There is something to be said for picking up a habit – despite all the lovely ones I have which will ultimately lead to my destruction, habits can also be a positive way to reinforce good behavior day in and day out. I’ve been giving lots of thought to what kind of habits help a polo player out in the long run, and instead of really formulating those thoughts I decided on a snappy title and to work myself into something from that point forward.
1. Highly successful bike polo players do what is uncomfortable for themselves during practice. They make sure that they don’t have “a good side” or a particular side of the court that they can only shoot on. They recognize what position/situation they don’t excel at – and then they work on getting better at it.
2. They also look at themselves objectively. There’s no point in thinking you’re the worst bike polo player in the country (believe me, I’ve tried), because it doesn’t help you get any better. To the same end, it doesn’t help to think of yourself as the best player in the western hemisphere, either. Taking an objective look at what you’re able to do and unable to do is a great way to start a list of things to work on. Alternately, being objective on your skill-set can be an outstanding way of identifying who has the skills that compliment your own, and that can lead to a pretty outstanding team.
3. Great bike polo players depend on others to help during games. You’re a team of three – not a team of one with two other guys there to tap mallets with after you score.
4. The successful polo player is familiar with the rules but not a slave to them. It’s great to be able to quote the NAH ruleset as a party trick, but it’s dumb to over-use that skill when playing. If it’s pickup, you shouldn’t take it so seriously that you stop play to correct someone for a minor infraction. Likewise, if you’re playing in a tourney, It’s the ref’s job to call it out, not yours.
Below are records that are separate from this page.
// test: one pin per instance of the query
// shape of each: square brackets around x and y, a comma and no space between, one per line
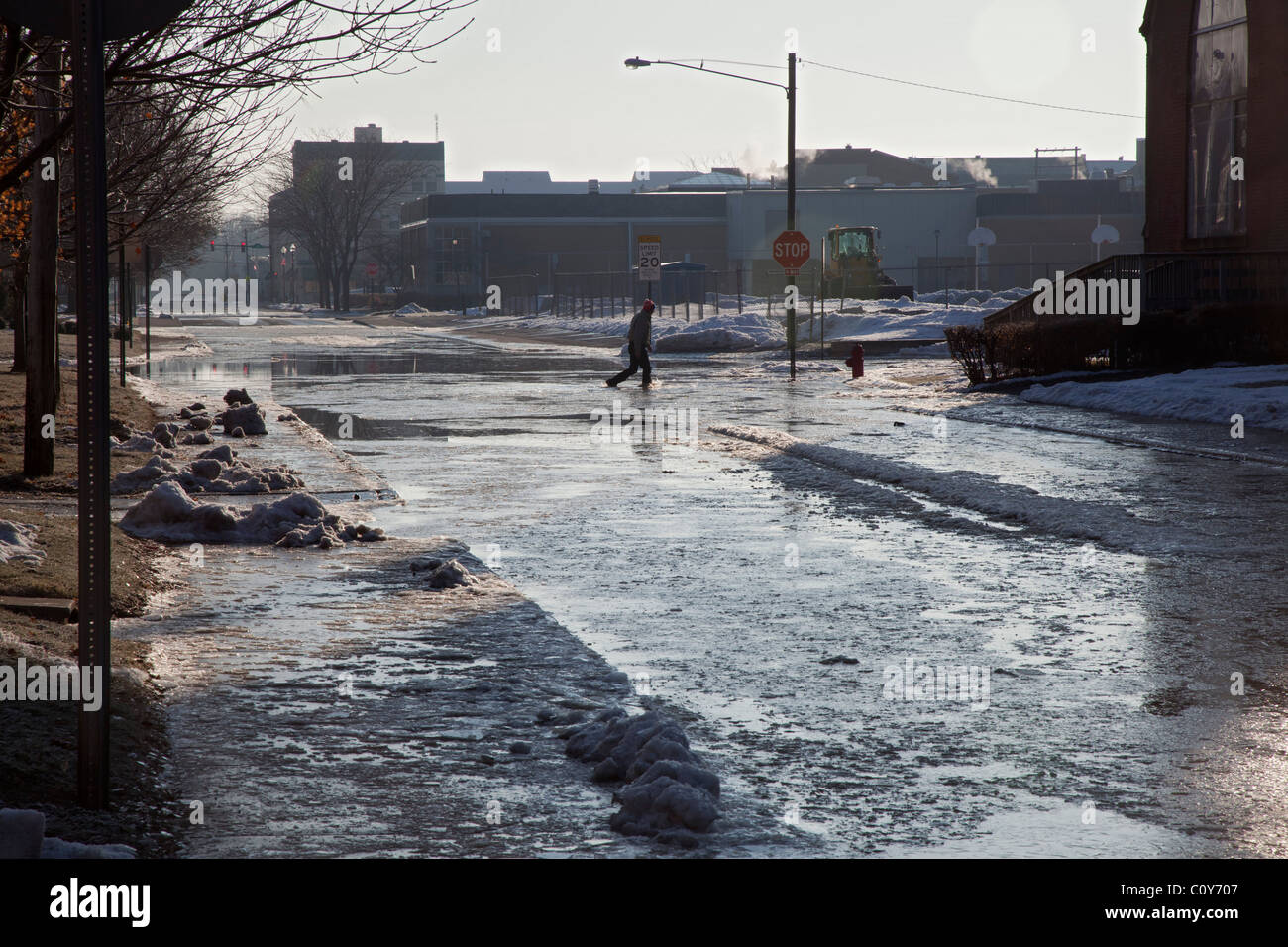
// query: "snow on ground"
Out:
[217,471]
[1256,392]
[18,543]
[926,318]
[774,367]
[726,329]
[170,515]
[1008,504]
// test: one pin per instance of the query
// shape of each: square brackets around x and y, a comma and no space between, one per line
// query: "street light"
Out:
[790,89]
[939,269]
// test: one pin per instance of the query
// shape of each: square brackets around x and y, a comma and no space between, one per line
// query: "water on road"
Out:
[1120,643]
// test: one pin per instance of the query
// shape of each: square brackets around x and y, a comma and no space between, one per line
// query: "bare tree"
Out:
[330,208]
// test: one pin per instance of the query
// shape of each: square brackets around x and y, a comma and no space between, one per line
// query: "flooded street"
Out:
[1115,590]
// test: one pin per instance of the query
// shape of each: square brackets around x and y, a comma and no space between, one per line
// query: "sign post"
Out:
[86,25]
[791,253]
[649,257]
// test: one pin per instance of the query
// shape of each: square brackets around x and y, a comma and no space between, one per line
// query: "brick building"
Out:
[1218,84]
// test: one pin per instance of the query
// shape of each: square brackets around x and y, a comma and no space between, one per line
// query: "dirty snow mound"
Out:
[168,514]
[213,472]
[18,544]
[669,795]
[722,333]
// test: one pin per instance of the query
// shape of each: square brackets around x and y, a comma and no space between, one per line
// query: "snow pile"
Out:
[168,514]
[243,420]
[22,835]
[722,333]
[213,472]
[668,795]
[445,574]
[903,320]
[974,296]
[1113,527]
[138,441]
[1256,392]
[773,367]
[18,544]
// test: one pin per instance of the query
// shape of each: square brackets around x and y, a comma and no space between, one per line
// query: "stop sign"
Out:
[791,249]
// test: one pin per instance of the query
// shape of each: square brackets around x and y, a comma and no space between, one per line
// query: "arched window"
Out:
[1219,118]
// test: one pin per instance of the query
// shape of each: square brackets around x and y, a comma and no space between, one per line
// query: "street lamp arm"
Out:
[636,63]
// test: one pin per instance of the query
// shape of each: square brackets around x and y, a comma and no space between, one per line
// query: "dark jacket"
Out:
[639,337]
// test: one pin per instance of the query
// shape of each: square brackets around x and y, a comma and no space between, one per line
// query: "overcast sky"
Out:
[555,94]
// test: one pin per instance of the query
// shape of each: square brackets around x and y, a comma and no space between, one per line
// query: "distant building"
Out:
[541,183]
[1025,171]
[858,166]
[455,247]
[1048,230]
[294,273]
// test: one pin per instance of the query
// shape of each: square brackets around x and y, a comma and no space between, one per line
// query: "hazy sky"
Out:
[555,94]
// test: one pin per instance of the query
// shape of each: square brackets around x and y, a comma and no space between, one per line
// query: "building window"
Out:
[451,256]
[1219,118]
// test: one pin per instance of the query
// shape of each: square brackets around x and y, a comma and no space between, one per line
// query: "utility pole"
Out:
[791,192]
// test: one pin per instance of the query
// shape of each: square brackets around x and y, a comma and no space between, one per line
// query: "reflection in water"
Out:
[730,579]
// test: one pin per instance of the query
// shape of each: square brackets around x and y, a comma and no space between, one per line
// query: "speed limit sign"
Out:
[649,257]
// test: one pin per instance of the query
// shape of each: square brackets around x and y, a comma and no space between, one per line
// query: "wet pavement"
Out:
[774,598]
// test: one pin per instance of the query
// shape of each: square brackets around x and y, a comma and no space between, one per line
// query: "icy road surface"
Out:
[1122,582]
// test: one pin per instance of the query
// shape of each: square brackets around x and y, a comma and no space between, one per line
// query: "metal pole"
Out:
[120,304]
[791,189]
[93,388]
[147,307]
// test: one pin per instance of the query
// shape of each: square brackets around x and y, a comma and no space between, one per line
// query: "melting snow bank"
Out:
[1256,392]
[1111,526]
[18,541]
[170,515]
[722,333]
[213,472]
[668,795]
[22,835]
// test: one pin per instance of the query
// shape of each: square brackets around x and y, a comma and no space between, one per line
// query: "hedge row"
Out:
[1194,339]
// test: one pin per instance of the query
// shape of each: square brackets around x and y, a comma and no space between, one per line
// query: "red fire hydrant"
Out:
[855,361]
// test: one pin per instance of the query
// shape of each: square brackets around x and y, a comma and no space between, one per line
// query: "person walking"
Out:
[639,343]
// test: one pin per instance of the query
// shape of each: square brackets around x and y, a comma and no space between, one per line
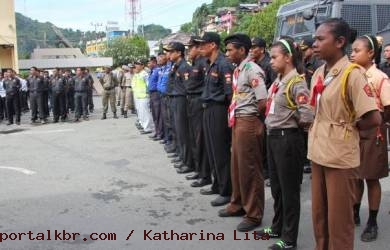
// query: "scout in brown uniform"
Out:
[249,99]
[344,105]
[373,142]
[287,111]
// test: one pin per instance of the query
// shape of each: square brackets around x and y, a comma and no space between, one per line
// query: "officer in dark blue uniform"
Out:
[216,98]
[180,78]
[195,88]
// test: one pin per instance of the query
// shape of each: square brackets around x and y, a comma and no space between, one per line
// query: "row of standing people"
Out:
[212,115]
[60,93]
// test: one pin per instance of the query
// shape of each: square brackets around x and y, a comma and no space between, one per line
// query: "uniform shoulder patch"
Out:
[368,90]
[302,99]
[255,83]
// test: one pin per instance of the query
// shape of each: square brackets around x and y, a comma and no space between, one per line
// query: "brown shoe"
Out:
[225,213]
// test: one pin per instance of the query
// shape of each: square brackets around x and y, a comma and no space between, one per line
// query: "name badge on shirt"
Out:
[272,107]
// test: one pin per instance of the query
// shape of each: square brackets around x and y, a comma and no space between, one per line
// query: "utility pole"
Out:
[96,25]
[132,10]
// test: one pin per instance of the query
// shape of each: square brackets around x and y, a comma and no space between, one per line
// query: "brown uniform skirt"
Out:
[373,154]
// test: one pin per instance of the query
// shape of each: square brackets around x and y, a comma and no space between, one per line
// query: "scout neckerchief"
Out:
[270,107]
[320,86]
[233,104]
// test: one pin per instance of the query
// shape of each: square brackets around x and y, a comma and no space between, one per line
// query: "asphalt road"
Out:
[103,177]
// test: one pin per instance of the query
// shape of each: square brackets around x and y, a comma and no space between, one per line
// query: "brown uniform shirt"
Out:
[250,88]
[282,116]
[333,140]
[127,78]
[380,86]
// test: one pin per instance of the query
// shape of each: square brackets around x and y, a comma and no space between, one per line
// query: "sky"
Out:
[80,14]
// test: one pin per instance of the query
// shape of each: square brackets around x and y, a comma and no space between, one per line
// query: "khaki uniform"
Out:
[109,82]
[334,152]
[247,143]
[126,95]
[285,150]
[373,142]
[118,89]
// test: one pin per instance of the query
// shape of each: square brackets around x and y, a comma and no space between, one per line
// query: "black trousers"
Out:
[37,103]
[13,107]
[59,105]
[166,118]
[285,160]
[23,96]
[3,109]
[197,140]
[90,99]
[70,100]
[183,130]
[155,105]
[81,103]
[46,108]
[218,143]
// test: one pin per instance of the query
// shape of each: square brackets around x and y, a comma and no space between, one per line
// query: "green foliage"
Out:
[262,24]
[31,34]
[153,31]
[124,50]
[199,17]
5. They also help develop the club. While you may be one of the top players in your club, you’ll only benefit as much as the newest/most underdeveloped teammate does. If you have skills that could benefit a newer player, consider spending fifteen minutes of pre or post play to explain them to a new player. It not only helps make games better as a whole, but that new player will feel more confident and welcomed to grow in the club.
6. The bike polo player that experiments with new products/ rules/ bikes/ strategies will likewise find themselves at a benefit. It isn’t so much that they will benefit from the new things specifically, but that they’ll have a much more open mind and be willing to try new things. In a sport as young and developing as ours, keeping yourself open to everything that comes down the pike can help you more rapidly identify the changing course of the sport.
7. The highly successful bike polo player will have fun no matter the score. I’m not saying you should smile like and idjit the entire game. You’ll freak people out doing that. However, a good bike polo player recognizes that a lost game is a temporary thing – even in a tourney. Having a good attitude about the sport helps your other teammates feel comfortable, loosens up your play, and makes you all around a more enjoyable sort of person to be around.